Ottawa software startups take centre stage at L-Spark's SaaS Showcase

Brokrete CEO Jordan Latourelle was among the Ottawa entrepreneurs pitching at L-Spark's 2019 SaaS Showcase. Photo by Asen Aleksandrov.

Entrepreneurs seeking to tap new markets in fields ranging from boating safety to blockchain-integrated data management pitched their ideas to a packed ballroom Wednesday in L-Spark’s annual SaaS Showcase at the Brookstreet Hotel.

The event put a spotlight on many of L-Spark’s software-as-a-service accelerator companies, and for the first time ever it also featured players from outside of the Kanata-based company’s portfolio. They included startups supported by Invest Ottawa, Algonquin College, the University of Ottawa, Queen’s University and Montreal’s Holt Accelerator.

Trebble CEO and founder Armel Beaudry presented his vision for “the future of media consumption.”

Trebble FM, which is the product of Beaudry’s partnership with Algonquin College, is a platform aimed at businesses, media and content creators looking to create, distribute and listen to shortcasts. Shortcasts are “snackable” one- to two-minute audio bites that content providers would usually produce daily.

“With the platform, we are allowing people to catch up with what they care about, without having their screen in front of them,” Beaudry said. “You can do it while you're driving or in the shower. It’s an eyes-free, hands-free experience.”

The platform uses “capsules” – think of it like a tweet, but in audio. Trebble creators can include capsules with their content giving listeners access to interactive options such as more information or direct purchasing.

“We are allowing people to interact with the content. For example, if you were listening this morning and you heard about the L-Spark showcase, you could say, ‘Hey, can you send me ticket information?’ and Trebble will send that information right to your phone,” Beaudry explained.

These interactions are done hands-free by speaking to your device. Trebble content is integrated with Amazon Alexa and Google Home smart speakers, but the app’s built-in voice assistant supports vocal interaction without any smart speakers.

The Trebble FM mobile app launched Wednesday. The platform’s revenue model is based around subscriptions and advertising partnerships, and its creators aim to have 10,000 daily listeners by the end of summer 2019.

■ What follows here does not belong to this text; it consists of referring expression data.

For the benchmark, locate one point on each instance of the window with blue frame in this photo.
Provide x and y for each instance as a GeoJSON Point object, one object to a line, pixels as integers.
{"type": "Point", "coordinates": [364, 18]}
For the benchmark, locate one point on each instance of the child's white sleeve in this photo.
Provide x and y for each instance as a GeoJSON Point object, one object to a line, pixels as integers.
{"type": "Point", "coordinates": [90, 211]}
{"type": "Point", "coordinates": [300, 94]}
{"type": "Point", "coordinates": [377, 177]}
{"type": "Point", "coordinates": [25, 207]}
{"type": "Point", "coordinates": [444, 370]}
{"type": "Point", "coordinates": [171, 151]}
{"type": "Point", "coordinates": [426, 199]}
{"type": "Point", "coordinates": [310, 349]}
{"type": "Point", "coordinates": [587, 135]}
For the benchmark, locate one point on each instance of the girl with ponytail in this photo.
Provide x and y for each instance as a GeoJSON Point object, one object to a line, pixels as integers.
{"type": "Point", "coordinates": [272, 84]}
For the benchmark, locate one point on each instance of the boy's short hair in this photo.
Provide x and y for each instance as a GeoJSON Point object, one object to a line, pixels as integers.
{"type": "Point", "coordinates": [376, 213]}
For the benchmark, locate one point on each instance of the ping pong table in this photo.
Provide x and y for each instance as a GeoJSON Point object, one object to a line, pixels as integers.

Elizabeth Audette-Bourdeau pitches on behalf of Welbi at L-Spark's 2019 SaaS Showcase. Photo by Asen Aleksandrov.

Some featured presenters at the event, such as Mero Technologies, already have a foothold in their industry and are seeking investment towards their future growth. The showcase crowd heard that Mero is looking to raise $500,000 to cover development costs in hopes of “scaling (its) solution across North America.”

Mero is an intelligent labour and supply management tool, and is already used by clients such as Toronto’s Pearson Airport and Hilton Hotels & Resorts.  

“We are looking into revolutionizing how property management works,” said co-founder Nathan Mah at the top of his presentation. The app closes in on that goal by monitoring janitorial staff traffic and cleaning supplies in corporate buildings and cutting out redundancies and waste.

Mah said the issues Mero addresses currently cost North American businesses billions of dollars each year in unnecessary expenses. Mero’s revenue stream is based around subscriptions, and the app has so far shown to save an average of $500,000 annually to Mero’s Canadian corporate clients, its creators say.

This year’s showcase once again supported the Ottawa chapter of Technovation, a global technology entrepreneurship program supporting and encouraging young girls in the tech sector. The 2018 Technovation winners in the high school category presented their smart grocery app, Doof.

Doof – which is “food” spelled backwards – aims to “provide an easy-to-use platform to help manage groceries,” according to presenters Rica Qiu, Cherish Zhang, Divya Menon, Grace Gao and Shannon Cui, who currently attend Colonel By Secondary School.

Their presentation said 2.2 million tonnes of usable food are wasted each year around the world, and Doof is targeted at users who want to reduce their household’s food waste. The startup plans to generate revenue through advertising on its platform and partnerships with local grocers in the hope of introducing points-based rewards systems and coupons.

The app is currently under development, and the founders hope to find local partners by mid-July, followed by a full launch in December.

Technovation ambassador Jennifer Francis told Techopia the program has already had tangible impacts, noting many of its alumni have gone on to participate in the Dev Degree program, a joint venture of Carleton University and Ottawa’s Shopify.

“It’s been a good pipeline into the industry from a proven success perspective,” Francis said.